Closed hyanwong closed 6 months ago
Default now set to 0 (I guess most species number from 1 anyway, so 0 is fine for indicating it's not been explicitly set).
We should check that specifying chromosome=1 (without defining a chromosome 0) works: no reason it shouldn't.
However, the sample-resolving etc algorithms will currently break for different chromosomes.
It should be possible to set the chromosome numbers to arbitrary values for different individuals, and the recombination-breakpoint-finding routines should "just work". This would be a good unit-test.
Details for chromosome metadata should I think, be stored in the node metadata, when we implement it. There is no point having a chromosome
table, as the identity of chromosomes can differ between individuals.

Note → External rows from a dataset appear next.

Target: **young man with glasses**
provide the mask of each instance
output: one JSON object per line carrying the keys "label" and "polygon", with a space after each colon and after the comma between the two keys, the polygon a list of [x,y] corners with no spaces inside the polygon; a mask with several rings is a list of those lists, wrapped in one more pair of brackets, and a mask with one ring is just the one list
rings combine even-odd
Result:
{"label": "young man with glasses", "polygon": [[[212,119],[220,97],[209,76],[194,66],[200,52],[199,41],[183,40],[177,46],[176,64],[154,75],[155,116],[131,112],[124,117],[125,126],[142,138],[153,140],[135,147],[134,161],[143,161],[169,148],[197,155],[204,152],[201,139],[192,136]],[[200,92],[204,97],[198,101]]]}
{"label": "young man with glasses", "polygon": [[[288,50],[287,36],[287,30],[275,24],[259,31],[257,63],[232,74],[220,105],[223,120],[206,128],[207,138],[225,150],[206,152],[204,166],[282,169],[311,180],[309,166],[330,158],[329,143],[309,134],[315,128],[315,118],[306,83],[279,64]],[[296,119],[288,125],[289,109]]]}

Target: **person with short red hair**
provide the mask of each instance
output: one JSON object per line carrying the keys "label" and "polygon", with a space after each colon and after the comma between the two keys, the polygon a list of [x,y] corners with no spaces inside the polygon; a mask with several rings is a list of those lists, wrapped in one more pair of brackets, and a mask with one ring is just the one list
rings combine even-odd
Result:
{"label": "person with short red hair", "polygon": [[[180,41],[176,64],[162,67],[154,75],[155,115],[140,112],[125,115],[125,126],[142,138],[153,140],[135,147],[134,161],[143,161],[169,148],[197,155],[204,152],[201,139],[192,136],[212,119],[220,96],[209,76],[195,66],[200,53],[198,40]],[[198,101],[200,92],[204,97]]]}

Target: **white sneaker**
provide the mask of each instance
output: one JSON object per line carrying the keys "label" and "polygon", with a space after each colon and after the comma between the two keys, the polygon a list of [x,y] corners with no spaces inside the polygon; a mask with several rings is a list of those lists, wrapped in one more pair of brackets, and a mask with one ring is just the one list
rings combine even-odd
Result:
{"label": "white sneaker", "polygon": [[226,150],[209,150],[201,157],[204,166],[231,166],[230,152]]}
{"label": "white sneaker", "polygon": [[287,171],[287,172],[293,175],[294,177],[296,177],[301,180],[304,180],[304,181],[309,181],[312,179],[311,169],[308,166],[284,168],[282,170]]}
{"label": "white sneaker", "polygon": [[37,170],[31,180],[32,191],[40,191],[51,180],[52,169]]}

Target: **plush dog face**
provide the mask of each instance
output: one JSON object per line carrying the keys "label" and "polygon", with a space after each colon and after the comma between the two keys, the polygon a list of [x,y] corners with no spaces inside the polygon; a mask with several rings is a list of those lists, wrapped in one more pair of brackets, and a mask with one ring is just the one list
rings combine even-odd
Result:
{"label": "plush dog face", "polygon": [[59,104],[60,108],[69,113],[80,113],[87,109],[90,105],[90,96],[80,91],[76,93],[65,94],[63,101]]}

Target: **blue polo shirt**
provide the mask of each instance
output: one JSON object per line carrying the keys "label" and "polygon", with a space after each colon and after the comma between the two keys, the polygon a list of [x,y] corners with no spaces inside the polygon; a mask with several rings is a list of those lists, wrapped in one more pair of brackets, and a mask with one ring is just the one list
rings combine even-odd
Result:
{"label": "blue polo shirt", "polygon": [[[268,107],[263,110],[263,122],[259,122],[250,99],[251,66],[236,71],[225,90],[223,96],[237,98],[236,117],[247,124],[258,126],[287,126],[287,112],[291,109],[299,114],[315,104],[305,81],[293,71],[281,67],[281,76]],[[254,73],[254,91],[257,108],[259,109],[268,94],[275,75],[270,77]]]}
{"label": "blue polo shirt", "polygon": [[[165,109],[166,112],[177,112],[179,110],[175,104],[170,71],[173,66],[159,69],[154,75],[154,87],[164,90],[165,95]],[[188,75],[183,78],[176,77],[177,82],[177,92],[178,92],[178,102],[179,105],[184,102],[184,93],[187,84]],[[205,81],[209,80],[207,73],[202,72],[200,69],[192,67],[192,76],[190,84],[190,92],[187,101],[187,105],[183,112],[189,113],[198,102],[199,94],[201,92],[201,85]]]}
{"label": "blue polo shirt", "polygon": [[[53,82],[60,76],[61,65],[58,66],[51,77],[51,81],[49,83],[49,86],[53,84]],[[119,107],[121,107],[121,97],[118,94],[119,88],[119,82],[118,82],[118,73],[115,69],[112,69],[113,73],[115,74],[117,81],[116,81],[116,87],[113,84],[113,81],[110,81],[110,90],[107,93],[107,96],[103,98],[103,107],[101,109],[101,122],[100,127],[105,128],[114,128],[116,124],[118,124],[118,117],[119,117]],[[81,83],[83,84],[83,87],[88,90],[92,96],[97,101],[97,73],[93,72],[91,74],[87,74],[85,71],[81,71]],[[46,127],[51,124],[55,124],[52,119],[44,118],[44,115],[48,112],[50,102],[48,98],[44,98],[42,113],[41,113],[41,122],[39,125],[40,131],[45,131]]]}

We will need to change the format of the MRCAdict to allow different intervals to exist on different chromosomes.
Done in #112
A relatively large task is to update the sample resolving and MRCA finding algorithms to account for different chromosomes (see #11 for the approach). At the moment we assume that an interval from e.g. 0...100 below a node can be intersected with an interval above the node e.g. from 50..200. This is only true if both intervals are on the same chromosome. We therefore need to keep a list of chromosome intervals (Portion objects) on the intervals stack, rather than just having a single Portion object per node. We should probably store this as a dictionary (keyed by numerical chromosome ID) rather than a list, because we can't be guaranteed that the chromosomes for a given node will be numbered from 0..N.
However, for the time being, we can raise an error if we have any chromosome numbers other than the default.
Additionally, I think it would be neater to default to a chromosome of
0
(not-1
). After all, even if we don't specify a chromosome, we are assuming there is one. I suppose-1
(or some other negative number) could be reserved for circular chromosomes.